Suppose $a_n → α$ and $b_n → β$. Write $a_n = α + x_n$ and $b_n = β + y_n$ where $x_n$ and $y_n$ are both null sequences. Now
$$
a_n + b_n = \alpha + x_n + \beta+y_n
$$
$$
a_n + b_n -(\alpha+ \beta) = x_n + y_n
$$
We have shown $a_n + b_n - (α+ β)$ is the sum of two null sequences and therefore also null. Hence, $$a_n + b_n \to α + β.$$

Are we really allowed to rewrite a sequence to another one that converges to the same limit, i.e $a_n = α + x_n$?

 

[Mark44]

I have a Dover edition of Louis Brand's Advanced Calculus: An Introduction to Classical Analysis. I really like this book, but find his proof of limit laws for sequences questionable. He first proves the sum of null sequences is null and that the product of a bounded sequence with a null sequence is null. These proofs are fine, yet he then does this proof.

Suppose $a_n → α$ and $b_n → β$. Write $a_n = α + x_n$ and $b_n = β + y_n$ where $x_n$ and $y_n$ are both null sequences. Now
$$
a_n + b_n = \alpha + x_n + \beta+y_n
$$
$$
a_n + b_n -(\alpha+ \beta) = x_n + y_n
$$
We have shown $a_n + b_n - (α+ β)$ is the sum of two null sequences and therefore also null.

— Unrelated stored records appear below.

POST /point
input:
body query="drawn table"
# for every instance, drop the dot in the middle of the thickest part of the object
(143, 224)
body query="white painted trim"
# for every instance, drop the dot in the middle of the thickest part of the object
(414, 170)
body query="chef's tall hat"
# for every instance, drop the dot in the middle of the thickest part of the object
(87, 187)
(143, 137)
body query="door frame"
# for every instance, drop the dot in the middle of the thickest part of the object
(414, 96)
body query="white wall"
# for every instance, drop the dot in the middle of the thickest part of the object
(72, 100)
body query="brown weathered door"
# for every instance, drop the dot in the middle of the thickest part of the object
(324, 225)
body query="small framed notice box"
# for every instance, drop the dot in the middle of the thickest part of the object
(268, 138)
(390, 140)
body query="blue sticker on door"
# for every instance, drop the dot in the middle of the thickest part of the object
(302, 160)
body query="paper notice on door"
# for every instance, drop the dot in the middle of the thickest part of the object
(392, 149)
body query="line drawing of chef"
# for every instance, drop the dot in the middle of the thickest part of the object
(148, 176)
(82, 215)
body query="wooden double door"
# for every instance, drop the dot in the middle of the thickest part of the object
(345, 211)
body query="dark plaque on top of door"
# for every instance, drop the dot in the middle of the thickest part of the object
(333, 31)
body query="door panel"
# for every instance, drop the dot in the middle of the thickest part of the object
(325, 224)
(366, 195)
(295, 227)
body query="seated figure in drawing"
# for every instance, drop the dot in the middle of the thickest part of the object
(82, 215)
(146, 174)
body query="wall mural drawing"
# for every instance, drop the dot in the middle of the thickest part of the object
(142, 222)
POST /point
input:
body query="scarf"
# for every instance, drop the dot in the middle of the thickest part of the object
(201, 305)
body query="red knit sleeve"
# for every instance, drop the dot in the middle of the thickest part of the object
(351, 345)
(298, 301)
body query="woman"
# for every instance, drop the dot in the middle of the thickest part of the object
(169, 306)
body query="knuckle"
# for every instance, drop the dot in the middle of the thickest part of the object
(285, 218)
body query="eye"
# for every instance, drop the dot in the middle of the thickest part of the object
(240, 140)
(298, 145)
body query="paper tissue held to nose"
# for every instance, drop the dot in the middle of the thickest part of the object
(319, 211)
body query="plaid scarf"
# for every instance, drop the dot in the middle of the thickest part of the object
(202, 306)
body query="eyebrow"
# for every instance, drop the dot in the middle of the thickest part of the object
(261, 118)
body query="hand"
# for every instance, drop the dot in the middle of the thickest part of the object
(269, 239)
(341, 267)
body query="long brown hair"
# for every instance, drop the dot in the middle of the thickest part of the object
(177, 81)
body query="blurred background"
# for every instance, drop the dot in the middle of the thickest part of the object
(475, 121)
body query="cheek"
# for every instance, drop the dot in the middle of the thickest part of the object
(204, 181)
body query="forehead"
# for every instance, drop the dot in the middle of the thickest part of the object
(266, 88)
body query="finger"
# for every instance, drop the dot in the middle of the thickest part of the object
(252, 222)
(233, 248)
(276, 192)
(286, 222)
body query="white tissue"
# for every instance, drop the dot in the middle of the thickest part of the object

Hence, $$a_n + b_n \to α + β.$$

Are we really allowed to rewrite a sequence to another one that converges to the same limit, i.e $a_n = α + x_n$?

It's not clear to me what you're trying to say. It's given that $\{x_n\}$ is a null sequence; i.e., $\lim_{n \to \infty} x_n = 0$. $a_n$ doesn't have to be equal to $\alpha + x_n$, for every n, but $\lim_{n \to \infty} a_n = \lim_{n \to \infty} \alpha + x_n$ must be true.

 

[Stephen Tashi]

Are we really allowed to rewrite a sequence to another one that converges to the same limit, i.e $a_n = α + x_n$?

Of course not. We can't claim a sequence {a_n} is term-by-term equal to another abitrarily chosen sequence that converges to the same limit. However, that's not what's being done. We define $x_n$ to be $x_n = a_n - \alpha$. Then $x_n$ is a null sequence and, by definition, $x_n + \alpha = a_n$.

 

[PeroK]

Are we really allowed to rewrite a sequence to another one that converges to the same limit, i.e $a_n = α + x_n$?

You could ask the same about a number. If $a$ and $\alpha$ are numbers, then we know there is a number $x$ such that $a = \alpha + x$.

In this case, $a$ and $\alpha + x$ represent the same number. Just as $a_n$ and $\alpha + x_n$ represent the same sequence.